宸兴宫里坐着批奏折的皇帝看着一旁磨墨的宫女,伸出毛笔沾了沾墨汁。
“于培忠,荣嫔现在在哪?”
于培忠给旁边的小太监使了一个眼色,小太监急忙上前在雨培忠耳边说了几句话。
于培忠小步子到了皇帝跟前:“皇上,舒妃娘娘在皇后娘娘的春鸾殿外跟荣嫔娘娘大吵了一架,荣嫔娘娘好像受了不少惊吓,正在雲禧宫歇着呢。”
皇帝那剑眉星目里有一丝神色:“舒妃跟荣嫔吵了一架?因什么事吵。”
于培忠低头:“听说是舒妃娘娘说荣嫔以下犯上,说要掌嘴荣嫔娘娘,这舒妃身边的太监想上前给荣嫔娘娘掌嘴……”
皇帝面色一沉,放下了笔:“掌嘴?打了没?”
于培忠紧忙:“没打着,就是这样才惹得舒妃娘娘恼怒,就想要亲自动手训诫荣嫔娘娘,这荣嫔娘娘不知道怎么的就推了舒妃娘娘一下,舒妃娘娘摔在地上,把手腕都磕破了。
听传话的人说,舒妃手腕都磕破皮渗出血来了。这舒妃娘娘什么时候受过这么大的气。
要不是皇后娘娘听到动静及时赶来,怕荣嫔娘娘也要遭罪。”
皇帝看着奏折:“这朝中不少大臣附议,让朕立柳大将军为镇南侯,说是柳大将军立下赫赫战功,对朕忠心耿耿。
这柳大将军进宫则是要朕好好待舒妃,看来这舒妃在朕的后宫,怕是皇后都管不了她了!”
于培忠浑身哆嗦道:“诶呦皇上,这话可说不得。”
皇帝甩袖离去:“有什么事是朕说不得的!摆驾,去雲禧宫。”
于培忠跟在身后擦了擦额头虚汗,给旁边的小太监招了招手。
鹿岑坐在雲禧宫里吃葡萄,天气炎热,这身上的衣裳也渐渐单薄。
鹿岑躺在摇椅上,一双白皙的腿直到脚踝都是一层薄如蝉翼的纱裙。
鹿岑额头青丝有些湿润,发髻有些宽松随意挽在脑后。
皇帝到了雲禧宫殿外就屏退身边的人,自己走了进去。
皇帝一进去殿内,寻着水声走去,看见鹿岑惬意的一手拿着葡萄,一手端着像是琉璃碗的东西,嘴里还吸着一根像草管的东西。
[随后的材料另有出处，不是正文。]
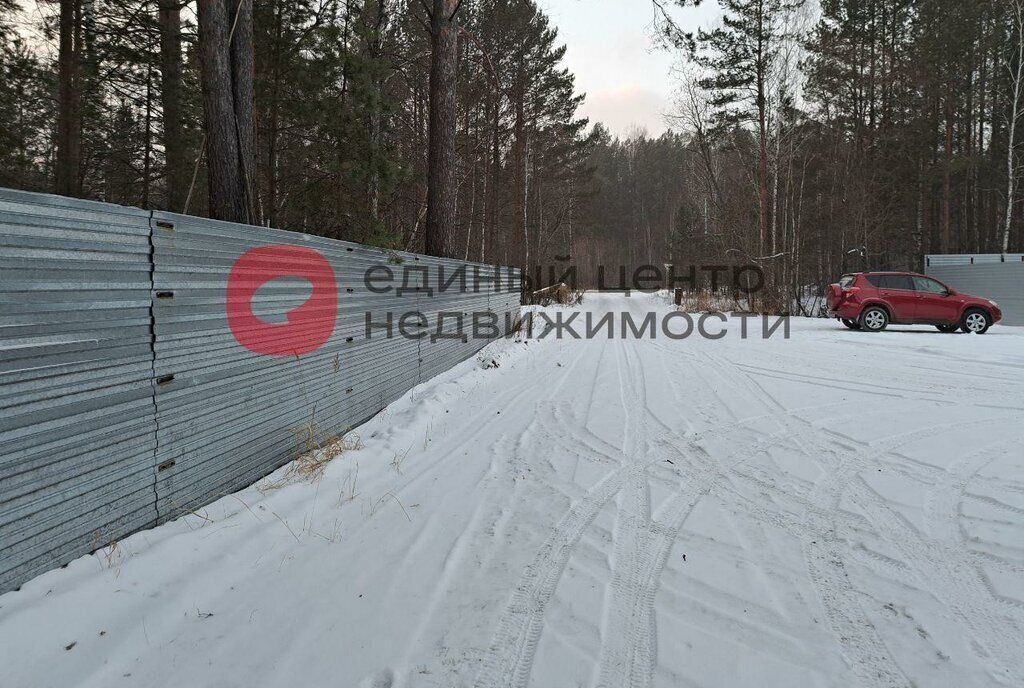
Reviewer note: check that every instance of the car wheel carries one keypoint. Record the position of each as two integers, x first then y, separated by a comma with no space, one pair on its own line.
976,320
875,318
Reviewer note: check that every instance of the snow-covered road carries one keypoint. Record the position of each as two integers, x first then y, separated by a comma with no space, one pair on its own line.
834,509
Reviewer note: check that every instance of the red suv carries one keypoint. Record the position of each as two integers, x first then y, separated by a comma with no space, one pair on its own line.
870,301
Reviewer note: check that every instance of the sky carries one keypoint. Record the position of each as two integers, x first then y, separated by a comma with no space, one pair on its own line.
628,80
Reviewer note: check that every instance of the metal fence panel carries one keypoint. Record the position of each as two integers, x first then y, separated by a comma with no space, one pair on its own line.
77,418
995,276
126,398
227,416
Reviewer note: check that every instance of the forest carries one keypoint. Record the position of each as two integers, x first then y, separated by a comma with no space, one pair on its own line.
807,137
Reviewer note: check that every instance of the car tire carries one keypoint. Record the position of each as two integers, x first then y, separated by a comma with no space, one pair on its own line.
873,318
976,321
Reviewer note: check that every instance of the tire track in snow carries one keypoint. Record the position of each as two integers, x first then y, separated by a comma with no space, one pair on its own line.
627,640
937,567
864,649
509,658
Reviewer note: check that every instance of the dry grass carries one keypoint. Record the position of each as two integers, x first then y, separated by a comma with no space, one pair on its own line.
560,294
315,448
705,301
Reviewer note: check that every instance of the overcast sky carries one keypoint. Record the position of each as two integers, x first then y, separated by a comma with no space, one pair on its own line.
628,82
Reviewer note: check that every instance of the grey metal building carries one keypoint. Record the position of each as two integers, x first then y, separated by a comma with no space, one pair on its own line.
993,275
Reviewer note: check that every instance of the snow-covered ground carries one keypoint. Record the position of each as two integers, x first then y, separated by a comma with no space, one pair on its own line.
835,509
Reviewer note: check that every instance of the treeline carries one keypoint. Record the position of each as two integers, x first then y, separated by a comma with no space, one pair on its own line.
865,135
807,138
121,100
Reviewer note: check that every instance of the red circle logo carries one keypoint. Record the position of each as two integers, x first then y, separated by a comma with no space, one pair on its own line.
308,326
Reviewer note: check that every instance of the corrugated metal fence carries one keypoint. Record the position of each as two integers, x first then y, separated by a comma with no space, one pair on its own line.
135,383
993,275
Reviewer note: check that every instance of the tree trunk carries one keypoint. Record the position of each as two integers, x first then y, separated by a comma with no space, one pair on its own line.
176,163
1017,84
243,80
226,60
439,232
69,143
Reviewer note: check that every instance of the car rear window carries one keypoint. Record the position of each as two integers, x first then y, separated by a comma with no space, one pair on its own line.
891,281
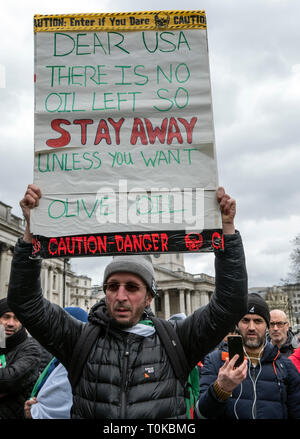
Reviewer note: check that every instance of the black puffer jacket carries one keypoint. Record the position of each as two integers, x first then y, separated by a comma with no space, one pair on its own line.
113,383
22,356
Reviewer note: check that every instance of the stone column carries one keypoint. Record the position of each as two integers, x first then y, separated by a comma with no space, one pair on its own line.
50,284
181,302
188,303
152,305
167,304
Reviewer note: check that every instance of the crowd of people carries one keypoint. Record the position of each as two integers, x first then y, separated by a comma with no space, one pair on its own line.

皇帝伸手把鹿岑眼睛捂住,鹿岑闻着这淡淡的龙涎香就知道是李承玄。
“皇上怎么来了也不跟臣妾说一说,臣妾好出去迎接皇上,免得在这衣衫不整的有损皇上威严。”
鹿岑又娇又细,说完鹿岑内心都有些紧着。
皇帝松开鹿岑,将鹿岑手里葡萄拿过来。
“朕听说舒妃今日在皇后那为难你了。”
鹿岑眼睛倏尔一亮,皇帝什么时候这么细心过来。
鹿岑垂首,一副委屈:“皇上是来找臣妾兴师问罪的。”
皇帝站的笔直:“舒妃一向性子张扬,日后你见了她无需跟她请安,走远一些就是了。”
鹿岑这心里就像是打碎御膳房的调味罐,五味杂陈。(???.???)????皇帝今日吃错药了?
片刻鹿岑一副欣喜,眼里还夹着泪花:“臣妾知道不该得罪舒妃姐姐,,给皇上添麻烦。皇上心里有臣妾,臣妾就心满意足了。”
皇帝将鹿岑圈在怀里:“何来给朕添麻烦。”
“这宫里人人都说舒妃的兄长为大苍立下赫赫战功,舒妃姐姐是柳大将军最疼爱的妹妹,臣妾惹舒妃,不就是相当给皇上添惹麻烦吗?”